Ptak ponownie zaczepił się o skałę, natomiast Izuna obserwował gdzie podziali się przeciwnicy. Karin ostrożnie wychyliła się zza swojej kryjówki od razu zauważając, iż ptak ją dostrzegł wydając przy tym głośny ryk. Potwór natychmiast próbował odbić się od skały nie mogąc wykonać polecenia, natomiast sam Izuna spojrzał na skałę, która teraz była pokryta lodem.
-Dobra robota, Suigetsu. > stwierdziła dziewczyna specjalnie wychylając się zza kryjówki, aby ptak próbował ją złapać.
-Gość w białych włosach zmienił się w wodę…która zamarzła?! > stwierdził Izuna dostrzegając jak z dwóch różnych stron skały nadbiegają przeciwnicy. Sasuke z lewej, Shisui z prawej. Natychmiast odbił się od ptaka, który nadal był uwięziony, lądując na polu walki. Shisui doskoczył za Izuną, natomiast sam Sasuke znalazł się na grzbiecie ptaszyska spoglądając w jego czerwone oczy.
-Teraz…Suigetsu! > krzyknął członek klanu Uchiha widząc momentalnie jak Suigetsu wykonuje polecenie ponownie przemieniając się w ciało, a tym samym uwalniając ptaka z opresji. Kolor oczu potwora natychmiast przemienił się z czerwonego na niebieski.
-Tak jak myśleliśmy… > wyszeptała Karin z ulgą.
…to ptaszysko potrzebuje po prostu pomocy. > dodała po chwili widząc jak ptak unosi się do góry z Sasuke na swoim grzbiecie. Izuna ostrożnie wpatrywał się w całą sytuację nie mogąc uwierzyć, iż jego przeciwnik przejął kontrolę nad pojedynkiem. Przełknął ślinę trzymając mocniej za swoją katanę.

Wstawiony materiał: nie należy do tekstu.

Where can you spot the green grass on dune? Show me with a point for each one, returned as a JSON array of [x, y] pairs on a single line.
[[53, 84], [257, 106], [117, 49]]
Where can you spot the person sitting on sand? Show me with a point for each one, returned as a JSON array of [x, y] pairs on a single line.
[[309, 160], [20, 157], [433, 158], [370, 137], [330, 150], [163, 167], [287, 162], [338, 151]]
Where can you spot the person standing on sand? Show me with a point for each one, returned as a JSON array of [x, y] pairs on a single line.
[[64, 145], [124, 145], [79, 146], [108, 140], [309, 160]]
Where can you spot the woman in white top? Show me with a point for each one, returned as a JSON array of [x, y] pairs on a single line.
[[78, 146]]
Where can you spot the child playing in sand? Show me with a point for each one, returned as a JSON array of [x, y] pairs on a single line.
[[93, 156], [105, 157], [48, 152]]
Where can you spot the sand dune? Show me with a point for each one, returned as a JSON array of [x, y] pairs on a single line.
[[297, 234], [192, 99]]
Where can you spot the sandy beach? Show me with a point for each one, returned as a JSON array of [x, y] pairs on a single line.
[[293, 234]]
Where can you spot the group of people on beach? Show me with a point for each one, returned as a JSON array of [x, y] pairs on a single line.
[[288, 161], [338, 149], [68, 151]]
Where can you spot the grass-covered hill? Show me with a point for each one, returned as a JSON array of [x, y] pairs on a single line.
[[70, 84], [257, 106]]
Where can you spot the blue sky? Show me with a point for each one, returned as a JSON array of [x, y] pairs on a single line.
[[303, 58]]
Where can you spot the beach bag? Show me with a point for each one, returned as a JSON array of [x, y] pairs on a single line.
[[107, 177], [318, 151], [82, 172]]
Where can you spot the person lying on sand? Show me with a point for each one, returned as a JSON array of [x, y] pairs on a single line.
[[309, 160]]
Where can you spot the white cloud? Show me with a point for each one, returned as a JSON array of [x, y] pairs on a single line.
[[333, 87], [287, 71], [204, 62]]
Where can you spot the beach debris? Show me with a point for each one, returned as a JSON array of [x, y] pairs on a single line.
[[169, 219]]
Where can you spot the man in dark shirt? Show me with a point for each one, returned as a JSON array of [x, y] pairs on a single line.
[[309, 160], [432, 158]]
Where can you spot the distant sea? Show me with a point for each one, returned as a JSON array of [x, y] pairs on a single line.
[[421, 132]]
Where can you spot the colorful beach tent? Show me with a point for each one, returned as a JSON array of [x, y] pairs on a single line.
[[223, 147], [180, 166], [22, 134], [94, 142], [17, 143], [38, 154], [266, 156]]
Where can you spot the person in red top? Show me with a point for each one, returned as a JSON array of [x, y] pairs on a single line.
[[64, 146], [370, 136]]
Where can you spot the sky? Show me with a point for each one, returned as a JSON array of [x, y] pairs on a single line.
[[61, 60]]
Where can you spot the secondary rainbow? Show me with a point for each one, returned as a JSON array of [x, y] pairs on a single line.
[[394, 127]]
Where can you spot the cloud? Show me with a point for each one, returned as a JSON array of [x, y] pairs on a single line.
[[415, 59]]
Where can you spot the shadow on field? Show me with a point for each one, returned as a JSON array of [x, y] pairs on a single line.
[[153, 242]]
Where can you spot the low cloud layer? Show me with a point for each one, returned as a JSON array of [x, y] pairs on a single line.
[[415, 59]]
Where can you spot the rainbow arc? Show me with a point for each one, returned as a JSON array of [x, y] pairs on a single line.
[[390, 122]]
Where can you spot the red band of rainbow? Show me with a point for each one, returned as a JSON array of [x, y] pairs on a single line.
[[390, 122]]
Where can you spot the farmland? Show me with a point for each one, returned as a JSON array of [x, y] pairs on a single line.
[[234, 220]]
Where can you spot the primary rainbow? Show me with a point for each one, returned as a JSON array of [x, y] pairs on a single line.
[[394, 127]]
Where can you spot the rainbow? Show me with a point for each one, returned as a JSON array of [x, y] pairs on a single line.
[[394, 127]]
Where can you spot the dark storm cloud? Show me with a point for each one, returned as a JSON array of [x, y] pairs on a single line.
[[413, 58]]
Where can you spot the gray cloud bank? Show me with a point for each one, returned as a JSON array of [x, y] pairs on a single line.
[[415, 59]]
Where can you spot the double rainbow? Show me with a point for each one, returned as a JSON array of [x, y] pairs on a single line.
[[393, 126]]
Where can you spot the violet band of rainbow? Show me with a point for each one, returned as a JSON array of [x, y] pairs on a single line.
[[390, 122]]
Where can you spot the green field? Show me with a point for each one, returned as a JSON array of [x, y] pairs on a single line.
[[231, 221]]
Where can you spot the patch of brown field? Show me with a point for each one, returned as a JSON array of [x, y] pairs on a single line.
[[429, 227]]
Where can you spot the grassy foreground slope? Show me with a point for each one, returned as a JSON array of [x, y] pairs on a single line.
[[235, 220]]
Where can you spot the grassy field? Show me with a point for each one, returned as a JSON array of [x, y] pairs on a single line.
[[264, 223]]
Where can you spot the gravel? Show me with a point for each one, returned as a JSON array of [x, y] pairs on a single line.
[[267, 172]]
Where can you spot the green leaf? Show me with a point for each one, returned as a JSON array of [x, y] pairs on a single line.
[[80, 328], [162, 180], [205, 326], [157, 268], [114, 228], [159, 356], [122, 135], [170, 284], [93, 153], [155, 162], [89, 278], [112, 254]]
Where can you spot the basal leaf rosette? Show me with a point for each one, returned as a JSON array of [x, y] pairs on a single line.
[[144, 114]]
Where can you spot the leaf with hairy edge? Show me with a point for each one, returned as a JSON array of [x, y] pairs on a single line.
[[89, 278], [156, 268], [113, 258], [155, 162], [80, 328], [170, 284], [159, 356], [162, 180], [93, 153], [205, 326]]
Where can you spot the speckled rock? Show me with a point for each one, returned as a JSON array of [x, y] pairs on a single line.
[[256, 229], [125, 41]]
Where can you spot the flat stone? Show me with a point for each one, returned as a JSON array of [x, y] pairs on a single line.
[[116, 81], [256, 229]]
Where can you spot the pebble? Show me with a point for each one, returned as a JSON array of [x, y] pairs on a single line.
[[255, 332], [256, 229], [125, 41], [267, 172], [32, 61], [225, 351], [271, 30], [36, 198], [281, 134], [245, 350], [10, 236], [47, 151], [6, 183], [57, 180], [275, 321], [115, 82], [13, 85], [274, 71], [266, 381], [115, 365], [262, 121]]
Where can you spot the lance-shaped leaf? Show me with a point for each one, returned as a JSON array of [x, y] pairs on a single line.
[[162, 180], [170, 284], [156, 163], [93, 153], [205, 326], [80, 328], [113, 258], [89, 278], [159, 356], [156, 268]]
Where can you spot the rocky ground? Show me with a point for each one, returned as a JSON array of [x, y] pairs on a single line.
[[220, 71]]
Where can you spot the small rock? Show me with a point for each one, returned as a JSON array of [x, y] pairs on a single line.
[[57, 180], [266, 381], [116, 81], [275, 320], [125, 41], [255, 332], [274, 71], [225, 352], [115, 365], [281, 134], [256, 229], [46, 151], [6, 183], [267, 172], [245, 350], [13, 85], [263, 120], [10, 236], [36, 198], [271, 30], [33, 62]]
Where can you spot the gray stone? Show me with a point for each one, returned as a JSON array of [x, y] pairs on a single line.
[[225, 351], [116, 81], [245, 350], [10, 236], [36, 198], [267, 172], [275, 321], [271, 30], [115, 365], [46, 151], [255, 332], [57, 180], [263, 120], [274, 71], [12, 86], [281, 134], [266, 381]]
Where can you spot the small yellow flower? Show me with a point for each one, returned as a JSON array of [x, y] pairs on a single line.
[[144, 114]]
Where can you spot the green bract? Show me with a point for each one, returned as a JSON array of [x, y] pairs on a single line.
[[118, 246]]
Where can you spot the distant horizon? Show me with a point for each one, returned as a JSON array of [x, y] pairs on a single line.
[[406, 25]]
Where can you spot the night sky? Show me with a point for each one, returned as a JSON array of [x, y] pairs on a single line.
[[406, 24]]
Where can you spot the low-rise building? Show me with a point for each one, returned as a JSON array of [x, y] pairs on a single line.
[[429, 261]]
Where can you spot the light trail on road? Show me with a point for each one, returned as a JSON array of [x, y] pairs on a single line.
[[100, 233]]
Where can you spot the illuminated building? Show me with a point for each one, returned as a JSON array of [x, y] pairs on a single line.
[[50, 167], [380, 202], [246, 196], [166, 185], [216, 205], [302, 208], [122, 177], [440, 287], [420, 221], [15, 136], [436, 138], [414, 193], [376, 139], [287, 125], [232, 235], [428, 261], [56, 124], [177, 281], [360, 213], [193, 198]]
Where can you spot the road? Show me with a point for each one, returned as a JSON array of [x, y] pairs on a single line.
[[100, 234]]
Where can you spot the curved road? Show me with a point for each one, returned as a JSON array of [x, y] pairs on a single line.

-Jak?! Ta moc należy się Uchiha! Prawdziwym członkom naszego klanu! Nikt inny nie ma prawa z niej korzystać! > krzyknął dostrzegając jak Shisui zniknął, a następnie natychmiastowo pojawił się za nim wbijając katanę w jego serce. Młodszy brat Madary otworzył delikatnie usta, na których pojawił się uśmiech. Złapał za wbitą katanę, po czym całkowicie się uśmiechnął aktywując swój sharingan!
-Nie doceniacie mnie! Myślicie, że to marne ptaszysko jest jedynym, na co byłem przygotowany?! > stwierdził gdy wir zaczął wydobywać się z jego oka zaczynając wsysać do wymiaru Shisuiego! Członek klanu Uchiha zniknął, natomiast sam Izuna złapał się za oko oblizując krew, która zaczęła powoli z niego spływać.
...Prawdziwa zabawa dopiero się zaczyna. > dodał po chwili wyciągając z kieszeni zwój. Zwój z chakrą Sarutobiego, po którą przyszła drużyna Sasuke!